Comorbidities in pediatric alopecia areata.
Study Design
- Study Type
- Observational Study
- Sample Size
- 8314220
- Intervention
- Comorbidities in pediatric alopecia areata. None
- Comparator
- Placebo
- Effect Direction
- Positive
- Risk of Bias
- Moderate
Abstract
BACKGROUND: Comorbidities are associated with higher health care costs, complex management, and poorer health outcomes. Identification and treatment of comorbid conditions in paediatric alopecia areata (AA) patients could provide an opportunity to improve health outcomes. OBJECTIVES: To determine the prevalence of comorbidities among paediatric patients with AA using a large de-identified aggregated patient database. METHODS: This is a cross-sectional study using aggregated health record data through April 1, 2019. Patients ≤18 years of age, with alopecia areata (n = 3510) and without alopecia areata (n = 8 310 710) were identified. The primary outcome was the prevalence of comorbidities among AA patients. RESULTS: Of the 8 314 220 paediatric patients, 3510 (1570 males and 1940 females) had a diagnosis of alopecia areata.
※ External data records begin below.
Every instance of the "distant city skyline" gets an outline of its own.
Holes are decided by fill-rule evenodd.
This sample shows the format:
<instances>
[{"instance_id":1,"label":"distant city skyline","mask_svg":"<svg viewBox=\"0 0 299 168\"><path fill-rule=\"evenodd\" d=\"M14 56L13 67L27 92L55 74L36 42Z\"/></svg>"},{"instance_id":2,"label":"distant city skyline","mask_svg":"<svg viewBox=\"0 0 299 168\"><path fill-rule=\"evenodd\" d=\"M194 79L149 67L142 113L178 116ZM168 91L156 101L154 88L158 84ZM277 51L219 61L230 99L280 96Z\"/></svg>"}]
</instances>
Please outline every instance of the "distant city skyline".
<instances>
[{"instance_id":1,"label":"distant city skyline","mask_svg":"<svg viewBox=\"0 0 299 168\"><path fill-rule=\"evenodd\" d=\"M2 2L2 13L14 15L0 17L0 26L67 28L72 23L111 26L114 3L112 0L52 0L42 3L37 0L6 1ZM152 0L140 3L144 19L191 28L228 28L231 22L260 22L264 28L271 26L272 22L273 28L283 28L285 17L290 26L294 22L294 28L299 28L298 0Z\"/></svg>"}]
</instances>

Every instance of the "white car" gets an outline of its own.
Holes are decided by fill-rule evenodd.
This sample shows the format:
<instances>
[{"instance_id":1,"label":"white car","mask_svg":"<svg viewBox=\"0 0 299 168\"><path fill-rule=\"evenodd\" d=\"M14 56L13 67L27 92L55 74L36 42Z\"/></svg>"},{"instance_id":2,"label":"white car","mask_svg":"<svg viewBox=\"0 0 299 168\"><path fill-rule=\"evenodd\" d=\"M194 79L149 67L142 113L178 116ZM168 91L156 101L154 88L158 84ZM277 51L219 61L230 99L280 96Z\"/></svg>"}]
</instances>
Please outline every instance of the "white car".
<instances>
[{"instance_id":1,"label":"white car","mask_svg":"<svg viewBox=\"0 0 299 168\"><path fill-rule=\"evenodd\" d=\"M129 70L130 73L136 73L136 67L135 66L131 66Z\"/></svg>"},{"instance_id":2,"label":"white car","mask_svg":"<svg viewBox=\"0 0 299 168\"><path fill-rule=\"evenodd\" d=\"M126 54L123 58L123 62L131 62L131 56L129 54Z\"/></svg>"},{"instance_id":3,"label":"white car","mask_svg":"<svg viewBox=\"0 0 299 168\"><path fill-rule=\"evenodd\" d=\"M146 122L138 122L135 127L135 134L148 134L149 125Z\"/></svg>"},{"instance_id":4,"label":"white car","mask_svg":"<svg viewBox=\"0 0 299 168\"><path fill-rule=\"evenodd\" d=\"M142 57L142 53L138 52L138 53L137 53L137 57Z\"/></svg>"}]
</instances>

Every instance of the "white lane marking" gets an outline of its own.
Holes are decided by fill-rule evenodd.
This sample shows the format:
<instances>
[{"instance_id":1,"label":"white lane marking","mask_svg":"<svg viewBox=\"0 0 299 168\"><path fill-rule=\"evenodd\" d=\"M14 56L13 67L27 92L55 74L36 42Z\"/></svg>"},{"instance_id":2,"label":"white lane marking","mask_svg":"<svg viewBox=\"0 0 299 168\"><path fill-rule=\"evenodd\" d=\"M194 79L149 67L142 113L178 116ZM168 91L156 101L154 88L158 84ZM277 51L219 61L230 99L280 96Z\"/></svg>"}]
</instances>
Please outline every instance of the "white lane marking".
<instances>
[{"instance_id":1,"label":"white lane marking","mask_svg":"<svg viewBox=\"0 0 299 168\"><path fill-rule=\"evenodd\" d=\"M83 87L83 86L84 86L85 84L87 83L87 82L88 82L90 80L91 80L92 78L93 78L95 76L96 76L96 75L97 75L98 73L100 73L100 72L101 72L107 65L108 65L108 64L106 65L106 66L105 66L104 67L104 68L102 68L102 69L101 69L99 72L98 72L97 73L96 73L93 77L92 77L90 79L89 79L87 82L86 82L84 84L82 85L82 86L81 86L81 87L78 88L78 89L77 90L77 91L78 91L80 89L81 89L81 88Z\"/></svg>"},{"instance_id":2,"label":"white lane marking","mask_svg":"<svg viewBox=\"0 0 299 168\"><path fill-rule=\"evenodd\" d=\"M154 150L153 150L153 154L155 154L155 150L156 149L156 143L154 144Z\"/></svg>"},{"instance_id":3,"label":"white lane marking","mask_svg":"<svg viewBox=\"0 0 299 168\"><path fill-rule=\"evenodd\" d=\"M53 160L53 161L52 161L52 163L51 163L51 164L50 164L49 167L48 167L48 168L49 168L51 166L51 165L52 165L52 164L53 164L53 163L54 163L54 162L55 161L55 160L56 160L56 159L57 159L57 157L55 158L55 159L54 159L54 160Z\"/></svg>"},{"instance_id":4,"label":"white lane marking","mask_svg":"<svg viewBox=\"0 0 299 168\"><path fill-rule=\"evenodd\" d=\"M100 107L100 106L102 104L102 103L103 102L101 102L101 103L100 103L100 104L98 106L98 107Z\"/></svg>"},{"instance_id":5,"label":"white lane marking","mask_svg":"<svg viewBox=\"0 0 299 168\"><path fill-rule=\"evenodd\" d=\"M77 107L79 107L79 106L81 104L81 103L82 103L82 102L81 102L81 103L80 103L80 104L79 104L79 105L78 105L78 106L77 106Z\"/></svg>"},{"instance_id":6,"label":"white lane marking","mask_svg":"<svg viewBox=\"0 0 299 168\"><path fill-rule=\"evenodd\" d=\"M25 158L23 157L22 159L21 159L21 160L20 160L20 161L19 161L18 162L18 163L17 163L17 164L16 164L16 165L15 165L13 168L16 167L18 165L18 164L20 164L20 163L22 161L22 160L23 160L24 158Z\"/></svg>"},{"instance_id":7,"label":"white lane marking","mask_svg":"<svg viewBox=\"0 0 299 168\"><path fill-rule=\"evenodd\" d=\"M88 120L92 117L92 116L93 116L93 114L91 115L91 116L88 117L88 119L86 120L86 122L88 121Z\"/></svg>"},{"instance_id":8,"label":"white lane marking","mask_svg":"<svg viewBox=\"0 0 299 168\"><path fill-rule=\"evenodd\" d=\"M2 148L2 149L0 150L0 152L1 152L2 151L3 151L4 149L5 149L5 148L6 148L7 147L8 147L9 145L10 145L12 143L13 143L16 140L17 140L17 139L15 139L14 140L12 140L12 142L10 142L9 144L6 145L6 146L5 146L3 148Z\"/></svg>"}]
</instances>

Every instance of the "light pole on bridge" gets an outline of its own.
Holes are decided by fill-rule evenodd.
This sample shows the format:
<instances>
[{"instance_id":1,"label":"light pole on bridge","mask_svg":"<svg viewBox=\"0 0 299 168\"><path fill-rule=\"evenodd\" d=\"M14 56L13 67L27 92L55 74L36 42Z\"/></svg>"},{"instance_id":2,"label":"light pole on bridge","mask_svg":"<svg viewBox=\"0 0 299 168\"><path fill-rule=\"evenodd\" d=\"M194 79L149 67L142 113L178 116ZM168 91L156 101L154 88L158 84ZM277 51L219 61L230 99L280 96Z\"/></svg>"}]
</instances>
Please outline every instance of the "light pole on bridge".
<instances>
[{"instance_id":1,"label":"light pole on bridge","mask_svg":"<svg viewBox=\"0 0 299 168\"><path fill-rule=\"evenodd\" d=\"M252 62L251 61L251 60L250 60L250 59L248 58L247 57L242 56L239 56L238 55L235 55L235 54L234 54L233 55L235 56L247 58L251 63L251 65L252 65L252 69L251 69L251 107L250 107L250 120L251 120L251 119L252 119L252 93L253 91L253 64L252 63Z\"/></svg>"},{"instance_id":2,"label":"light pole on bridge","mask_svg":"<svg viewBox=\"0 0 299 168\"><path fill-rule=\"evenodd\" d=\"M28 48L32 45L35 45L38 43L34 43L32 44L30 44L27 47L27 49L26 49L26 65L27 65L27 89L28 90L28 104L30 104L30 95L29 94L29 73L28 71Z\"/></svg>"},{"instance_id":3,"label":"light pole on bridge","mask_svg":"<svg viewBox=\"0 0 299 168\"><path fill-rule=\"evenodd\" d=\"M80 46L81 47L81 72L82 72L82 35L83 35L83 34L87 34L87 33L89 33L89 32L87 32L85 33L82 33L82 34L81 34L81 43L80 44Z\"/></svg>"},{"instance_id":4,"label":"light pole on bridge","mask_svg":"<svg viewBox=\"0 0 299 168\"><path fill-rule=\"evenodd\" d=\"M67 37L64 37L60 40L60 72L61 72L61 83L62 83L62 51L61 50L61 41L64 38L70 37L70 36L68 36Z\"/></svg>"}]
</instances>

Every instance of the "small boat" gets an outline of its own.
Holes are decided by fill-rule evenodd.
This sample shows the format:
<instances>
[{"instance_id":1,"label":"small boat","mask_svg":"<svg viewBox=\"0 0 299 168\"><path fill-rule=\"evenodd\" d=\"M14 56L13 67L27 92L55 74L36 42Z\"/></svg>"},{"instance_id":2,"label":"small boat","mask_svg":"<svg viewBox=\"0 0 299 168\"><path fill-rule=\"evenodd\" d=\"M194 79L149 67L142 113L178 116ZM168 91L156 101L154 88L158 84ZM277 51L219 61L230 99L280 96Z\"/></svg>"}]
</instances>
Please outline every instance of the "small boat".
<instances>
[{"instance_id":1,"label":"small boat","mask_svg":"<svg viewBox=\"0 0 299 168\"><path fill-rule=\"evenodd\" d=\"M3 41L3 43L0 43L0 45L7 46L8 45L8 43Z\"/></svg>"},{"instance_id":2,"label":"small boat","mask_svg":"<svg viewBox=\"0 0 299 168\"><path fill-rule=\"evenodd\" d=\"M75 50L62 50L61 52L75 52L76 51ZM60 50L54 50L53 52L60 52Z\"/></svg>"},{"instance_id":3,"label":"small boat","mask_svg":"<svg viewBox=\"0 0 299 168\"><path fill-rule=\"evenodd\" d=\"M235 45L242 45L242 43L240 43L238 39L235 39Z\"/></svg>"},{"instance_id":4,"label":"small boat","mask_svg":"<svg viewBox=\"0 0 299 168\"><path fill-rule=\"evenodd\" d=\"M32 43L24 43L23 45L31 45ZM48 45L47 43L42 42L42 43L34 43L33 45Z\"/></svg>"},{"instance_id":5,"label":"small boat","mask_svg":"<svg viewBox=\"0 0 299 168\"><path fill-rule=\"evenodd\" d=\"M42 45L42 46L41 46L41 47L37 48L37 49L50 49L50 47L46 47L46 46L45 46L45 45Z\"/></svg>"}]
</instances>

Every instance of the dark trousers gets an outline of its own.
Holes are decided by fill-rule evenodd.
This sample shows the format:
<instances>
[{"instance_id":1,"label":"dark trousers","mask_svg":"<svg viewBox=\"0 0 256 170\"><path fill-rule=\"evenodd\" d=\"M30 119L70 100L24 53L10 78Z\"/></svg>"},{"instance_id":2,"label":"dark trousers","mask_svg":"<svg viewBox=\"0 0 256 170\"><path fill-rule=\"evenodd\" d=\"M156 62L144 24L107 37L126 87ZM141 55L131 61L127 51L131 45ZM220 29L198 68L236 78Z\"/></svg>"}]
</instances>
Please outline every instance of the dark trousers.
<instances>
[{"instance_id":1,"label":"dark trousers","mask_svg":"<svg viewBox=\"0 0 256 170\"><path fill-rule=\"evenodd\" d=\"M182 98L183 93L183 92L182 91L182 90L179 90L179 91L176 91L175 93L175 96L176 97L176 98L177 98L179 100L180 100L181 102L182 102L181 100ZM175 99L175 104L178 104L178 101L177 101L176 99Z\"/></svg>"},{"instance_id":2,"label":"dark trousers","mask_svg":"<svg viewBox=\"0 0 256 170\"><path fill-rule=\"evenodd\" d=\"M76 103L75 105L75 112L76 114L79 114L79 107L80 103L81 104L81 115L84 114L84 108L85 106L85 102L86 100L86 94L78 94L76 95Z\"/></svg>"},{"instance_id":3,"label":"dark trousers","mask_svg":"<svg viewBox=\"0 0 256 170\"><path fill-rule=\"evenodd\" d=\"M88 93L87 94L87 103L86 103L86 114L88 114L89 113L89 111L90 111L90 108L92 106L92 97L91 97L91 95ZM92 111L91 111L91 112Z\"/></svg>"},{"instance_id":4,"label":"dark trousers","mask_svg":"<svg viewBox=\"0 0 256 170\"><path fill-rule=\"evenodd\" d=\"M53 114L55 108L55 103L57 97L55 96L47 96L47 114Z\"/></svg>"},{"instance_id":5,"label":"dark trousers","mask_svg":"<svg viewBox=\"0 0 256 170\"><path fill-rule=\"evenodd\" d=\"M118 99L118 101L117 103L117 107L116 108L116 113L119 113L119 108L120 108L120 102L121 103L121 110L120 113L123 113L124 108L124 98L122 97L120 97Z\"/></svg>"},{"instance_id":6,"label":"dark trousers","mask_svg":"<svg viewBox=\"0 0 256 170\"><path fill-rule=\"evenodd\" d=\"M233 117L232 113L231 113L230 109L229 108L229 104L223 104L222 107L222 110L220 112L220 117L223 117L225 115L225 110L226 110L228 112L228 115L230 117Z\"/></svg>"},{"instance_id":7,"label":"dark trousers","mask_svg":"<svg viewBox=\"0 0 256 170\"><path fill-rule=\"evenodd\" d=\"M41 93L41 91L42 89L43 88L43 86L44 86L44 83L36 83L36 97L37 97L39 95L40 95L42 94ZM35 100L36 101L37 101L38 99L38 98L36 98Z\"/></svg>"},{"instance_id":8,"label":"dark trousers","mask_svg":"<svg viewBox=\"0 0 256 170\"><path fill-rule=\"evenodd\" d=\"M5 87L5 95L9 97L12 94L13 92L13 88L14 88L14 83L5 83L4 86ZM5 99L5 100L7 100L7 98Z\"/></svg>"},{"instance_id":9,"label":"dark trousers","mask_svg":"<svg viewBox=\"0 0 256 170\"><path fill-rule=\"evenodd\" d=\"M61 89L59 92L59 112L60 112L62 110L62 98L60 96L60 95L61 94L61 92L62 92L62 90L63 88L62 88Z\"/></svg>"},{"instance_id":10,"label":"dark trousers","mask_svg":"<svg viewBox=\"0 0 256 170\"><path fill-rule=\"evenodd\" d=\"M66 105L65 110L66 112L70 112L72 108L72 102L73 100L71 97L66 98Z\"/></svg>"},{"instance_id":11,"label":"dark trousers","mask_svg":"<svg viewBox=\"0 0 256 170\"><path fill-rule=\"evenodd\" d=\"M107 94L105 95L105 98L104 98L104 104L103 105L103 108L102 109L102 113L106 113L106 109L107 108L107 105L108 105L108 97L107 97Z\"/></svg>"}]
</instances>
The most common comorbidities included atopic dermatitis (17.4% vs. 2.2% controls, OR 9.2, 95% CI 8.55-10.18, P < 0.001), anaemia (7.7% vs. 2.4% controls, OR 3.4, 95% CI 3.06-3.92, P < 0.001), obesity (5.7% vs. 1.1% controls, OR 5.6, 95% CI 4.76-6.34, P < 0.001), vitamin D deficiency (5.1% vs. 0.4% controls, OR 14.7, 95% CI 13.5-18.1, P < 0.001), hypothyroidism (2.6% vs. 0.2% controls, OR 12, 95% CI 10.73-15.9, P < 0.001), vitiligo (1.4% vs. 0.04% controls, OR 32.2, 95% CI 24.01-42.1, P < 0.001), psoriasis (1.4% vs. 0.07% controls, OR 20.6, 95% CI 15.55-27.2, P < 0.001), hyperlipidemia (1.4% vs. 0.2% controls, OR 5.9, 95% CI 4.4-7.7, P < 0.001), and depression (2.6% vs. 0.6% controls, OR 4.8, 95% CI 5.09-9.45, P < 0.001). CONCLUSIONS: Findings from this study suggest that children with AA are more likely to have certain autoimmune and metabolic disorders than the general paediatric population. Paediatric AA patients display a severe burden of autoimmune and metabolic diseases, thus in daily practice, dermatologists might consider multidisciplinary management in these patients.